In his opus magnum, The Wealth of Nations, Adam Smith famously explained how rational self-interest may lead, incidentally, to widespread economic well-being. Perhaps less well known are the observations that the father of liberal economics recorded in his earlier work, The Theory of Moral Sentiments, regarding man’s capacity for both sympathy and self-approbation.

Centuries later, the rise of populist counter-culture illustrates mounting hostility to what is perceived as a hubristic, self-serving, and less than empathetic elite, who have been lining their pockets for decades in the near total absence of a self-regulatory “invisible hand”.

Smith’s friend and contemporary, David Hume, held that economic institutions follow an evolutionary course determined by the norms of commerce. That being so, Smith’s own reckoning that economic structures are often a strong function of education, habit, and custom, poses an awkward question for triumphalist capitalists.

Plainly, territories that historically fell under the yoke of communism tended not to be in quite the same privileged position as nations of the ‘Western enlightenment’, in said respects. What we can say with confidence is that greater productive autonomy tends to mean more efficient economic outcomes – if not necessarily “human flourishing”.

Socialism may have failed to deliver on its promise, but its prescient founding fathers did get at least one thing right: under capitalism, ever-increasing concentration of wealth in the hands of a privileged few is both fairly inevitable and inherently destabilising.

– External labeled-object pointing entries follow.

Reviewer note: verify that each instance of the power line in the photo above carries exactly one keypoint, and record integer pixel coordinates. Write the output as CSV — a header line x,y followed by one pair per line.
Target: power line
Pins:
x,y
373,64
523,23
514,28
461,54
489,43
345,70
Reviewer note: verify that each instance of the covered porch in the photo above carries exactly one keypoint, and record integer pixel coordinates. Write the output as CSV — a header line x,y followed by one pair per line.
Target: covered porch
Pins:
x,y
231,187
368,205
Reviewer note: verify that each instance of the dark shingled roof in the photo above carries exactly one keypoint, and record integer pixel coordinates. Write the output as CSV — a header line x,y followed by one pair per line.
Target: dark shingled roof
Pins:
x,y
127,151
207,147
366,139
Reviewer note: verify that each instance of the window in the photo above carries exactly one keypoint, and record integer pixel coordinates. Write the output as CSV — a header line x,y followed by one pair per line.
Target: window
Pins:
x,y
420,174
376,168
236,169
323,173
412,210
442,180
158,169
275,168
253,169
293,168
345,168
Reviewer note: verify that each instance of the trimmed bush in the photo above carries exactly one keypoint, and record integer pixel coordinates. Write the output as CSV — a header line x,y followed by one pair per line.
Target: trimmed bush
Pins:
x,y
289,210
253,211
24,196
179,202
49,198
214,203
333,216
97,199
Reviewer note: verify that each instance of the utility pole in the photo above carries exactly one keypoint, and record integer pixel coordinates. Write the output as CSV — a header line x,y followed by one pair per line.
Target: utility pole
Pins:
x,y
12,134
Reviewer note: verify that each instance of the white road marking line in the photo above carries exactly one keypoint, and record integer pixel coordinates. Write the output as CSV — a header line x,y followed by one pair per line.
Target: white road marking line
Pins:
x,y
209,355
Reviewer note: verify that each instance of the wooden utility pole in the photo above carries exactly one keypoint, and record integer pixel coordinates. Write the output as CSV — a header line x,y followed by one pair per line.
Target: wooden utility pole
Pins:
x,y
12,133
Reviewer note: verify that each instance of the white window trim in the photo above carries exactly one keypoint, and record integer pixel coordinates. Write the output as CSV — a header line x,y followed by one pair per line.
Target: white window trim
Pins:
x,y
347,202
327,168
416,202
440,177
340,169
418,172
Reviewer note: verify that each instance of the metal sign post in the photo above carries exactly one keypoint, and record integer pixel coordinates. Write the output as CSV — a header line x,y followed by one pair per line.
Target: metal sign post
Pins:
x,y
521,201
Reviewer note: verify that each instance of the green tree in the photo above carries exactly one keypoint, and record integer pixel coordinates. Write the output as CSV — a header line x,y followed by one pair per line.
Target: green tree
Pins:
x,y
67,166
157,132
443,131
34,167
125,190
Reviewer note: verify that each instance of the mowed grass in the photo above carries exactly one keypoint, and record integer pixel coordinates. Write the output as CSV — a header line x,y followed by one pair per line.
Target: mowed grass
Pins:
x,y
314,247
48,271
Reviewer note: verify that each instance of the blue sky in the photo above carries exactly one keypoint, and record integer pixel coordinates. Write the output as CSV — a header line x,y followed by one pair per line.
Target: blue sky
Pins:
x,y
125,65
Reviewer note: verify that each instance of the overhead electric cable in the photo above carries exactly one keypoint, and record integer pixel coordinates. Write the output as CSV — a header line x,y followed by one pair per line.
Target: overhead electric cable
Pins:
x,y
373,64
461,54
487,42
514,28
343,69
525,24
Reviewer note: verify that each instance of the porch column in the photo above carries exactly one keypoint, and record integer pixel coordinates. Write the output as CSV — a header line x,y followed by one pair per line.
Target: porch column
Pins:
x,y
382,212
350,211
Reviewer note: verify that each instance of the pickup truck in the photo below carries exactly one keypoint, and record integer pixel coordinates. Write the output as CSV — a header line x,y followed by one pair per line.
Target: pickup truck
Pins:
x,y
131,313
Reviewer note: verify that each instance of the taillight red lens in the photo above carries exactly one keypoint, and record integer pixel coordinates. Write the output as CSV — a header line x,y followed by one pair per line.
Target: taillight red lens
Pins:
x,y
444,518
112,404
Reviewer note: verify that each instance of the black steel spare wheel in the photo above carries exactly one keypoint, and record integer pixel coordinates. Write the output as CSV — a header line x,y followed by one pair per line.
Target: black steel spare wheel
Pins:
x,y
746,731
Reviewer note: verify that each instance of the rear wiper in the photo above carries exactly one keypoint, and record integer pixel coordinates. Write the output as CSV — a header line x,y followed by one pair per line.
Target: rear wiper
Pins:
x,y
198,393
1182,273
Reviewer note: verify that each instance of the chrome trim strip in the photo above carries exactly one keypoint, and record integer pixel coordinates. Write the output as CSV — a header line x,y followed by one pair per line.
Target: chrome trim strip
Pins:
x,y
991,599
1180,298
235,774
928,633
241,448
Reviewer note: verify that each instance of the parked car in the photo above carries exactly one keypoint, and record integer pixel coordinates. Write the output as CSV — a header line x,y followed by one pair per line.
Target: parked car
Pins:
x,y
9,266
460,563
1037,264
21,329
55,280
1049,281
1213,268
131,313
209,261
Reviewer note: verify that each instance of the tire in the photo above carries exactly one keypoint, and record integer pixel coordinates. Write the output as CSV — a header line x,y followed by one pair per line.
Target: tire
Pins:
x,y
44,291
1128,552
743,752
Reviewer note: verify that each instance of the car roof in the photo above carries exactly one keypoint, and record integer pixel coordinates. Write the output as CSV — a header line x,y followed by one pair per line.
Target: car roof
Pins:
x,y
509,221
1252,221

Karl Marx and Friedrich Engels foresaw structural economic problems, social degradation, political disenfranchisement, and associated frictions spilling over into rebellion. The above-noted counter-cultural trend is demonstrative of this direction of travel.

Sadly, the only unified response that the powers that be have yet mustered, in doubling down on low-interest fuelled bank debts, ironically bears greater resemblance to global communism than to libertarianism. Victory for Boris Johnson’s Brexit and Donald Trump’s ‘Brexit Plus Plus Plus’ are both a repudiation of the shambolic status quo and a powerful mandate for change.

Unfortunately, overhauling the grand Ponzi scheme we call the financial system is every bit as likely to crash the global economy as a rash, Trump-style recourse to mercantilism; today the market value of derivatives contracts alone amounts to roughly ten times that of Gross World Product (GWP).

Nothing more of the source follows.